Mary, I read your “Come, Holy Spirit” posting and could easily feel Brother Wayne's presence and the love you both express so clearly.  I only knew him during the last two years of his life with us on earth, but it was a profound experience.  So, thanks, you've made my day!!  It is always an inspiration to meet someone who has experienced the power of interspirituality. 

Earon
(By the way, I'm jewish and find deep, sacred truths in buddhism, hinduism, christianity, native religions, kabbalah, sufism, … )  Among other things, I'm working with Martha Foster to further Brother Wayne's vision through helping Living Earth Television (www.letv.org), which will eventually become a global, nonprofit public broadcasting channel - featuring documentaries about many aspects of life through films made locally around the world.  Wayne was at our first organizational meetings and actively helped to shape and nurture this vision.

maryw : ponderer
7 days later
maryw said

Earon, I checked out the Living Earth Television website, which looks wonderful! Thank you for nurturing this beautiful work, this labor of love.


Salud,

Mary

leelamarie : Misanthropic Kwan Yin
26 days later
leelamarie said

Thank you so much for sharing this Mary.  It really spoke to me with some personal struggles I am having with religion and other organizations that have similar shadows.  I feel like a lonley traveler at times, but you reminded me that that is not so.  I can still clearly picture that loving spirit radiating through you:)

love,
~leela

maryw : ponderer
about 1 month later
maryw said

… And I can still savor the deep and humble wisdom that shines through your words and reflections, Leela …
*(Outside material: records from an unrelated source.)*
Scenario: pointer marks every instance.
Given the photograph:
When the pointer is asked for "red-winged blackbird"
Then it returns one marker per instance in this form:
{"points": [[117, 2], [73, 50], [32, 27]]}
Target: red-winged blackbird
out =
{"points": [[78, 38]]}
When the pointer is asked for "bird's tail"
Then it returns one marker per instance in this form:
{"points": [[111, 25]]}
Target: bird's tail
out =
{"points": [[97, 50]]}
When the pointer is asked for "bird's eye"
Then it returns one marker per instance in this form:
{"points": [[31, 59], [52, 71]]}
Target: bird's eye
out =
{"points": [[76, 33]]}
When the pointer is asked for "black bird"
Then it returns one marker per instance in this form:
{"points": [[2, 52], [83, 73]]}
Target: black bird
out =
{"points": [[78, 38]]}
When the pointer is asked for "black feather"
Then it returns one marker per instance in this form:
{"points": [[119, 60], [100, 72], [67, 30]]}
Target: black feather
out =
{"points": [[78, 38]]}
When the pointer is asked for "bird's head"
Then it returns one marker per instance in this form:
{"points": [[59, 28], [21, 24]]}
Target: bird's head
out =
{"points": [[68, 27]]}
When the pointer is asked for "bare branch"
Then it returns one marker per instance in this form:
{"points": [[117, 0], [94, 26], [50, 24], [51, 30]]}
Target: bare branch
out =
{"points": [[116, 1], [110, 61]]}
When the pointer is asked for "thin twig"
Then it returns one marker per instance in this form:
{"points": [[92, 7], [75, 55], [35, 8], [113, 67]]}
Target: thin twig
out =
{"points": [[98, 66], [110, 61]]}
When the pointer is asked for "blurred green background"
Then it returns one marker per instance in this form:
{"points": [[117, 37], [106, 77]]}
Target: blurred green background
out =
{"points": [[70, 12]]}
That loneliness: I know what you mean! Religion can be a very lonely “place” for a journeyer. Brings to mind this prayer-poem by Tagore:

“I would leave this chanting and singing and telling of beads. Whom do I worship in this lonely dark corner of a temple with doors all shut? I open my eyes and see that, You, O God, are not before me.

You are there where the tiller is tilling the hard ground and where the pathmaker is breaking stones. You are with them in sun and in shower, and Your garment is covered with dust. I put off my holy mantle and even, like You, come down on the dusty soil.

Deliverance? Where is deliverance to be found? You Yourself have joyfully taken upon Yourself the bonds of creation; You are bound with us all forever.

I come out of my meditations and leave aside my flowers and incense. What harm if my clothes become tattered and stained? I meet You and stand by You in toil and in the sweat of my brow.”